Step 5: Update Error Handling and Retries
The Responses API uses standard HTTP error codes instead of Run status checks. Replace your Run polling logic with standard retry logic on 429 (rate limit) and 500 (server error) responses.
Common Pitfalls
- Thread data loss: When Assistants shuts down, all Thread history is deleted. Export any conversation data you need before the deadline using the List Messages endpoint.
- Billing model change: Assistants charged per Run. Responses charges per input/output token. For long conversations with heavy context, costs may increase if you are not pruning conversation history.
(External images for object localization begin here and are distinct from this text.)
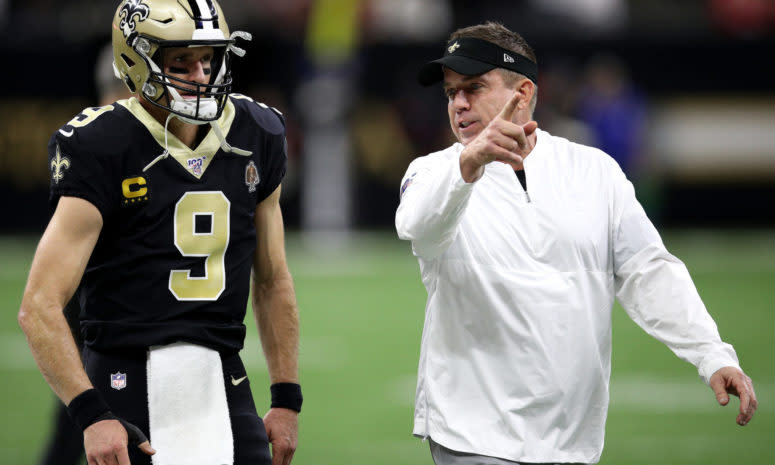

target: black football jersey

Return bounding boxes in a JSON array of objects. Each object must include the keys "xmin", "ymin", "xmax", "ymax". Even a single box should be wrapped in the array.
[{"xmin": 47, "ymin": 95, "xmax": 287, "ymax": 353}]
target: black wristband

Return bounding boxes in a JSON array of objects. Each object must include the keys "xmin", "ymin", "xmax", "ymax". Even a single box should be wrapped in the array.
[
  {"xmin": 66, "ymin": 388, "xmax": 112, "ymax": 431},
  {"xmin": 270, "ymin": 382, "xmax": 303, "ymax": 412}
]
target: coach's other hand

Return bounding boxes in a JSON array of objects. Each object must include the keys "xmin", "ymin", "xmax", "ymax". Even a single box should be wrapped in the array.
[
  {"xmin": 709, "ymin": 366, "xmax": 758, "ymax": 426},
  {"xmin": 264, "ymin": 407, "xmax": 299, "ymax": 465}
]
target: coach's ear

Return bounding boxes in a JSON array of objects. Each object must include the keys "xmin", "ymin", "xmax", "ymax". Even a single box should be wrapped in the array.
[{"xmin": 514, "ymin": 78, "xmax": 535, "ymax": 114}]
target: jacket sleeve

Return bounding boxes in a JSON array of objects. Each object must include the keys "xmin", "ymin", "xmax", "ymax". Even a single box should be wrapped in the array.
[
  {"xmin": 610, "ymin": 162, "xmax": 740, "ymax": 385},
  {"xmin": 395, "ymin": 148, "xmax": 475, "ymax": 260}
]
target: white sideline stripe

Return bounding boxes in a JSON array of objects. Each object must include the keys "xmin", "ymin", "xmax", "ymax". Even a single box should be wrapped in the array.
[
  {"xmin": 290, "ymin": 260, "xmax": 379, "ymax": 277},
  {"xmin": 610, "ymin": 375, "xmax": 771, "ymax": 412},
  {"xmin": 241, "ymin": 334, "xmax": 351, "ymax": 371},
  {"xmin": 3, "ymin": 331, "xmax": 771, "ymax": 413},
  {"xmin": 0, "ymin": 332, "xmax": 348, "ymax": 372}
]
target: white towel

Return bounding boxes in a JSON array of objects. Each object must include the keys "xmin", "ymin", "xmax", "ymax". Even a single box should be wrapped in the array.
[{"xmin": 147, "ymin": 342, "xmax": 233, "ymax": 465}]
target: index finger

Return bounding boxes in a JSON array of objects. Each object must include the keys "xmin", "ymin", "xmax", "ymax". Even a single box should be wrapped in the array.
[
  {"xmin": 737, "ymin": 381, "xmax": 757, "ymax": 425},
  {"xmin": 737, "ymin": 389, "xmax": 752, "ymax": 425},
  {"xmin": 497, "ymin": 91, "xmax": 521, "ymax": 121},
  {"xmin": 117, "ymin": 446, "xmax": 132, "ymax": 465},
  {"xmin": 272, "ymin": 446, "xmax": 286, "ymax": 465}
]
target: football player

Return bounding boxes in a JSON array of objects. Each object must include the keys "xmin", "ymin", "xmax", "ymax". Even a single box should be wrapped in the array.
[
  {"xmin": 37, "ymin": 41, "xmax": 136, "ymax": 465},
  {"xmin": 18, "ymin": 1, "xmax": 301, "ymax": 465}
]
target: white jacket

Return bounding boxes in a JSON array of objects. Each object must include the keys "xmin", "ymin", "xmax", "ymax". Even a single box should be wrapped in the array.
[{"xmin": 395, "ymin": 129, "xmax": 739, "ymax": 464}]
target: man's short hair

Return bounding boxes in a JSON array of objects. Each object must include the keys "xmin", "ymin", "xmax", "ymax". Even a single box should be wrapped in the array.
[
  {"xmin": 449, "ymin": 22, "xmax": 538, "ymax": 113},
  {"xmin": 449, "ymin": 22, "xmax": 537, "ymax": 65}
]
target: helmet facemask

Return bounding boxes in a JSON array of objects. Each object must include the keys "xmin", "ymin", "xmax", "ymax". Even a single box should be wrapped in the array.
[{"xmin": 138, "ymin": 37, "xmax": 232, "ymax": 124}]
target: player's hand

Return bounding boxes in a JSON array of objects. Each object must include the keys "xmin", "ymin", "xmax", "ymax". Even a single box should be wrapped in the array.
[
  {"xmin": 459, "ymin": 90, "xmax": 538, "ymax": 183},
  {"xmin": 264, "ymin": 407, "xmax": 299, "ymax": 465},
  {"xmin": 83, "ymin": 418, "xmax": 155, "ymax": 465},
  {"xmin": 117, "ymin": 417, "xmax": 155, "ymax": 455},
  {"xmin": 709, "ymin": 366, "xmax": 758, "ymax": 426}
]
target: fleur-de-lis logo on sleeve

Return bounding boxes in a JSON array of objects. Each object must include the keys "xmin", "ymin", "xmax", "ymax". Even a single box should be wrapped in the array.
[{"xmin": 51, "ymin": 144, "xmax": 71, "ymax": 184}]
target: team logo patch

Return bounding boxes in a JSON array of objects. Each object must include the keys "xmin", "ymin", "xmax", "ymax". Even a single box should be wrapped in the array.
[
  {"xmin": 121, "ymin": 176, "xmax": 150, "ymax": 206},
  {"xmin": 187, "ymin": 156, "xmax": 207, "ymax": 177},
  {"xmin": 400, "ymin": 172, "xmax": 417, "ymax": 197},
  {"xmin": 245, "ymin": 161, "xmax": 259, "ymax": 193},
  {"xmin": 119, "ymin": 0, "xmax": 150, "ymax": 38},
  {"xmin": 110, "ymin": 372, "xmax": 127, "ymax": 390},
  {"xmin": 51, "ymin": 144, "xmax": 71, "ymax": 185}
]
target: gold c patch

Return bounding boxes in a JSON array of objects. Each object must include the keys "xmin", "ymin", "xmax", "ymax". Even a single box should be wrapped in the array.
[{"xmin": 121, "ymin": 176, "xmax": 150, "ymax": 206}]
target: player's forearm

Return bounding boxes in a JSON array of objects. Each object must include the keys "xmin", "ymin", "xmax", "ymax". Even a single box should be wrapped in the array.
[
  {"xmin": 18, "ymin": 295, "xmax": 92, "ymax": 404},
  {"xmin": 253, "ymin": 274, "xmax": 299, "ymax": 384}
]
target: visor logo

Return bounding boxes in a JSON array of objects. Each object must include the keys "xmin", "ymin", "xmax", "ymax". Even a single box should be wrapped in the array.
[
  {"xmin": 448, "ymin": 41, "xmax": 460, "ymax": 53},
  {"xmin": 503, "ymin": 53, "xmax": 515, "ymax": 63},
  {"xmin": 119, "ymin": 0, "xmax": 150, "ymax": 37}
]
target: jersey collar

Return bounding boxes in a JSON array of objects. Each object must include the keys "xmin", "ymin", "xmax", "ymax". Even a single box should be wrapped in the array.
[{"xmin": 117, "ymin": 96, "xmax": 238, "ymax": 179}]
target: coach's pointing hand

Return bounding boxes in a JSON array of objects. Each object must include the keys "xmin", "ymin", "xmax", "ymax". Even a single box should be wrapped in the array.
[{"xmin": 459, "ymin": 90, "xmax": 538, "ymax": 183}]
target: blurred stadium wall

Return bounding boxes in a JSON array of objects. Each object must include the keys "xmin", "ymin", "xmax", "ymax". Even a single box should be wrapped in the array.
[{"xmin": 1, "ymin": 0, "xmax": 773, "ymax": 233}]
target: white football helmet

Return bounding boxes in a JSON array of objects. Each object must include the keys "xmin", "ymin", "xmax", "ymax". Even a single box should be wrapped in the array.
[{"xmin": 112, "ymin": 0, "xmax": 251, "ymax": 123}]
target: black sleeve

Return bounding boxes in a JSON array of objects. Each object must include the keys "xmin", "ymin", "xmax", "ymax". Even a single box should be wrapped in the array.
[
  {"xmin": 255, "ymin": 121, "xmax": 288, "ymax": 204},
  {"xmin": 47, "ymin": 131, "xmax": 114, "ymax": 220}
]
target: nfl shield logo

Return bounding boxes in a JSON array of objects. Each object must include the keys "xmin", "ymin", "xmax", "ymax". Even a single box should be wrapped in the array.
[{"xmin": 110, "ymin": 372, "xmax": 127, "ymax": 390}]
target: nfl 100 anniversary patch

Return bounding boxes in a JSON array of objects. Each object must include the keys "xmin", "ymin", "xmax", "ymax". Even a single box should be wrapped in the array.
[{"xmin": 186, "ymin": 155, "xmax": 208, "ymax": 177}]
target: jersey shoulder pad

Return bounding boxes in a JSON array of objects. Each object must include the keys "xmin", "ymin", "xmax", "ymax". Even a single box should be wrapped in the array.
[
  {"xmin": 52, "ymin": 103, "xmax": 133, "ymax": 157},
  {"xmin": 229, "ymin": 93, "xmax": 285, "ymax": 135}
]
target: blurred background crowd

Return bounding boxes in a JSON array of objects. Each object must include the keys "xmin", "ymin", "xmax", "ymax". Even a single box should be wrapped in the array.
[{"xmin": 1, "ymin": 0, "xmax": 774, "ymax": 234}]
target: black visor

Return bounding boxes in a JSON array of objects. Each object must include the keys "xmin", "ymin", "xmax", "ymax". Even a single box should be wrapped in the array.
[{"xmin": 418, "ymin": 38, "xmax": 538, "ymax": 86}]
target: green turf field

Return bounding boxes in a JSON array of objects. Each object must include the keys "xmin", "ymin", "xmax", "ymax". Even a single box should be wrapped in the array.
[{"xmin": 1, "ymin": 230, "xmax": 772, "ymax": 465}]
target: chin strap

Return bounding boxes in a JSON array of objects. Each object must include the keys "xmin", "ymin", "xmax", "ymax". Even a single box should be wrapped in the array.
[
  {"xmin": 209, "ymin": 120, "xmax": 252, "ymax": 156},
  {"xmin": 143, "ymin": 113, "xmax": 175, "ymax": 172}
]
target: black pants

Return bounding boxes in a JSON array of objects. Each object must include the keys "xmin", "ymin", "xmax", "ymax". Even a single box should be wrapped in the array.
[{"xmin": 83, "ymin": 346, "xmax": 271, "ymax": 465}]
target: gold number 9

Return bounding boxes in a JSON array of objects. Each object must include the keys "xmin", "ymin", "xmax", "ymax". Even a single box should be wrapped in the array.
[{"xmin": 170, "ymin": 191, "xmax": 230, "ymax": 301}]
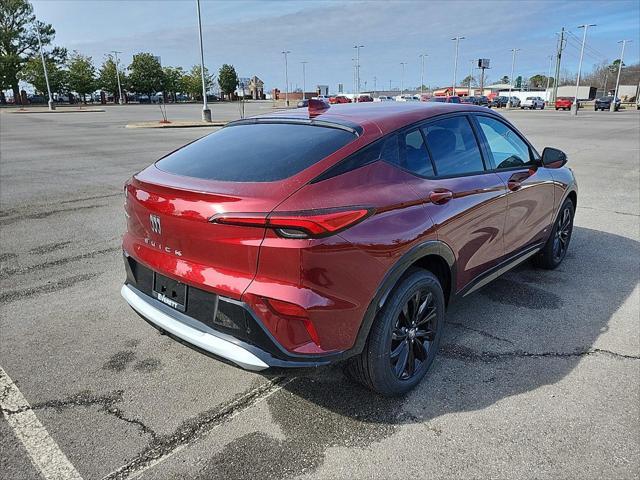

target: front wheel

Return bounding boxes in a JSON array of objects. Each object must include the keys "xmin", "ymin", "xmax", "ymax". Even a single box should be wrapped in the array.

- Streaming differences: Assistants used Server-Sent Events on the Run object. Responses API uses native streaming on the response itself. Your SSE parsing code will need updates.
- Model compatibility: Some older models available in Assistants (like early GPT-4 snapshots) are not available in Responses. Verify your model string is supported.
- Rate limit structure: Responses API rate limits are per-model, not per-assistant. If you were running multiple assistants to work around rate limits, that strategy no longer applies.
Testing Your Migration
Run both APIs in parallel during migration. Send identical prompts to both and compare outputs for quality parity. Key metrics to track:
- Latency: Responses API should be faster (no polling overhead). Expect 30-60% latency reduction for tool-calling workflows.
- Cost per conversation: Compare token usage. Responses API makes token counts explicit in every response object.
- Tool call accuracy: Ensure function calling produces the same parameter extraction quality.
- Error rates: Monitor for any increase in malformed responses during cutover.
The Responses API is objectively better designed than what it replaces. The migration is not trivial for complex multi-tool assistants, but the improved debugging, predictable billing, and reduced latency make it worth prioritizing now rather than scrambling at the deadline.